Ada tiga metode pokok untuk menganalisa biaya distribusi, yaitu :

  1. Menurut sifat biaya atau obyek pengeluaran.
  2. Menurut fungsi-fungsi atau operasi-operasi fungsional yang dilaksanakan.
  3. Menurut difat pengaplikasian usaha distribusi.

Pengarahan dan pengendalian yang efektif dari usaha penjualan biasanya, memerlukan semua jenis analisa ini, agar terhadap manajer dapat disediakan informasi yang perlu.

ANALISA MENURUT SIFAT BIAYA

Secara umum perkiraan buku besar dalam  perusahaan yang terkecil sekalipun menyediakan pencatatan mengenai biaya distribusi menurut sifat biaya, atau obyek pengeluaran. Sebagai contoh, gaji, pajak upah, suku cadang, sewa, biaya perjalanan, dan biaya advertensi biasanya dicatat dalam perkiraan-perkiraan yang tersendiri. Ini sering merupakan analisa yang pertama, dan kadang-kadang satu-satunya analisa yang dilakukan terhadap biaya distribusi.

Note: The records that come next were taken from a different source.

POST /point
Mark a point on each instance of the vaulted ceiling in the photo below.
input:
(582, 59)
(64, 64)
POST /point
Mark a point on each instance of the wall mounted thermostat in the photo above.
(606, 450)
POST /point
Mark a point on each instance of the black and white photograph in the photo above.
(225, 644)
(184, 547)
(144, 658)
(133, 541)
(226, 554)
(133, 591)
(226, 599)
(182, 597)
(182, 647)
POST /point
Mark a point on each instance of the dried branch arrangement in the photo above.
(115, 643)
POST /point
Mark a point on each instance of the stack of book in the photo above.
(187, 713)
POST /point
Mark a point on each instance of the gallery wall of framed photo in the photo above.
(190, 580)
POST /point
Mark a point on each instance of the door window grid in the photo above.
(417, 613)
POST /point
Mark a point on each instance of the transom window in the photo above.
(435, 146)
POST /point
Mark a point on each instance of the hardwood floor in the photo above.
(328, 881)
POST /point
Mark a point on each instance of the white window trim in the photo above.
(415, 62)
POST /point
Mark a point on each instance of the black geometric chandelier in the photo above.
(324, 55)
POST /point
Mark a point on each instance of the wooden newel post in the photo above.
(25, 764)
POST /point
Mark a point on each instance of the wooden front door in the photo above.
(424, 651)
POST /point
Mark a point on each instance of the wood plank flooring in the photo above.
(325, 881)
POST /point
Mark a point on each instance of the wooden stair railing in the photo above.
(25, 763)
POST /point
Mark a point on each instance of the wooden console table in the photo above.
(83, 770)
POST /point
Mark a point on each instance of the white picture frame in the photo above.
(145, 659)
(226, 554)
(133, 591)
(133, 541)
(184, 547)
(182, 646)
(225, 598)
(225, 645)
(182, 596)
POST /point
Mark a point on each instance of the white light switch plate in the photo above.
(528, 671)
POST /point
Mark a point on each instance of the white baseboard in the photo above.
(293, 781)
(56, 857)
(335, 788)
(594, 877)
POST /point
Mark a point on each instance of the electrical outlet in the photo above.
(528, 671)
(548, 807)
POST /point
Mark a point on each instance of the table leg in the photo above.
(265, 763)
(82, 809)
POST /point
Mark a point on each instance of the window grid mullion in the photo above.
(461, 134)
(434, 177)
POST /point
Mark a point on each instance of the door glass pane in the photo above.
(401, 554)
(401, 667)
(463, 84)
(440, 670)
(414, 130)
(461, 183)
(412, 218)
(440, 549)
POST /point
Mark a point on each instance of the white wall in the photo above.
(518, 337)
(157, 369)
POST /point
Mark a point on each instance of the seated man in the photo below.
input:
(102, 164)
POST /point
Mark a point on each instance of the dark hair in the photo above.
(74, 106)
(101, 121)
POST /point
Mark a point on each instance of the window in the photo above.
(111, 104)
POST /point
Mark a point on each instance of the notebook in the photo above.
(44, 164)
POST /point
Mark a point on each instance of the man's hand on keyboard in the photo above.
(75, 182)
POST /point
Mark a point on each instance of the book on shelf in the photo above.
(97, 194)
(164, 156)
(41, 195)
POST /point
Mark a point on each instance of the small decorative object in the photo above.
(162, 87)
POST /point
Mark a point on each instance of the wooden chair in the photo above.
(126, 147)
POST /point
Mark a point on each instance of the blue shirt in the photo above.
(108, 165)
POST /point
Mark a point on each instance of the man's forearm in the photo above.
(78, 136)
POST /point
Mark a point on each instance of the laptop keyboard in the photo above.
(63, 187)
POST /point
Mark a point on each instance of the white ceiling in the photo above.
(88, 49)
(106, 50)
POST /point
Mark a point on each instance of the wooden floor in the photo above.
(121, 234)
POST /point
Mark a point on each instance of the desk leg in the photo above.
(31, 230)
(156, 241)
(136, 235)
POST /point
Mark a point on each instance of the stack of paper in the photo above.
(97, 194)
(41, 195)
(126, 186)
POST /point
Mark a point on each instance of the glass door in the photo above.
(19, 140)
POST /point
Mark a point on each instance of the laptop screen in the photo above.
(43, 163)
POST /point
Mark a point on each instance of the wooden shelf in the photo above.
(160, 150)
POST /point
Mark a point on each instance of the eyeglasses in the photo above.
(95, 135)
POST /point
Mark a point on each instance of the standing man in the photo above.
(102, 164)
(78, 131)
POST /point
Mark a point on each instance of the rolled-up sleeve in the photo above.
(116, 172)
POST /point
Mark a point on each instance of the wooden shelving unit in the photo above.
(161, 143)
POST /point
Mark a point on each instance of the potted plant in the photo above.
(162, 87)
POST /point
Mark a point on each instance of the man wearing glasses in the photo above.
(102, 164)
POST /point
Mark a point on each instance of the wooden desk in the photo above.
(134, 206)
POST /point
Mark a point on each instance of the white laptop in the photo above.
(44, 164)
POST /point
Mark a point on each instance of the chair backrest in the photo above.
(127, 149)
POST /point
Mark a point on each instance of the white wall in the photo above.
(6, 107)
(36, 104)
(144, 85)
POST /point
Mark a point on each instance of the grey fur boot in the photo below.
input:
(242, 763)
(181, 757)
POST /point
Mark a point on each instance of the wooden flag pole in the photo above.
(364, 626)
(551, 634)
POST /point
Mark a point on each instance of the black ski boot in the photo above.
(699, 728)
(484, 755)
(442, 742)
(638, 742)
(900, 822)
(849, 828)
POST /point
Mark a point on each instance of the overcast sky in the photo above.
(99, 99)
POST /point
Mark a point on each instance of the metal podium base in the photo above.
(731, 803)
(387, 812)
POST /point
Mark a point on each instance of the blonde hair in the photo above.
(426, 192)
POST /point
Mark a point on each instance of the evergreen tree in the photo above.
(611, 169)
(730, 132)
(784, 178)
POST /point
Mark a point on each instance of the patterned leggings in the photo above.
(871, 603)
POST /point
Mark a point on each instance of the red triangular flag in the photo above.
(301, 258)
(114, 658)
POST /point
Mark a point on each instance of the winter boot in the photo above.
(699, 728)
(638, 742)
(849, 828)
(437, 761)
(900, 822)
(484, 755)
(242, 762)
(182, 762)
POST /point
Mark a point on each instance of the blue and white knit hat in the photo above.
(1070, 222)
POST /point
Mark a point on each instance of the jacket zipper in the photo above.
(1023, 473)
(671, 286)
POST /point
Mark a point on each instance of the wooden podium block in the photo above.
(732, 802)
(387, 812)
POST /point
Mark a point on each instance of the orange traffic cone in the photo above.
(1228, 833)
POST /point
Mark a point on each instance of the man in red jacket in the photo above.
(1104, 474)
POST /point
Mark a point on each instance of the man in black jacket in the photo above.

Jelaslah bahwa analisa menurut sifat biaya hanya mempunyai kegunaan yang terbatas. Yang diketahui adalah biaya distribusi secara umum. Tetapi controller tidak dapat memberitahu kepada manajer penjualan, bahwa biaya advertensinya terlalu tinggi atau bahwa biaya perjalanannya terlalu besar. Manajer harus diberi tahu mengenai biaya penjaualan siapa yang terlalu tinggi harus dapat ditetapkan dengan jelas dan ditentukan tanggungjawabnya, dan bahkan cara pemecahannya. Controller tidak dapat mengharapkan kerjasama dari manajer penjualan atau pimpinan utama atas dasat data yang bersifat umum. Biaya yang tinggi dari operasi khusus atau biaya yang terlalu tinggi untuk mendapatkan hasil-hasil tertentu, harus diuraikan jika memang ada niat untuk mengurangi biaya atau memperbaiki efektifitas usaha.

Jadi, ditinjau dari segi pengendalian biaya, adalah jelas bahwa analisa menurut sifat biaya mempunyai kegunaan yang terbatas. Dan disebabkan informasi yang tersedia bersifat umum, maka hanya sedikit membantu untuk pengarahan usaha penjualan.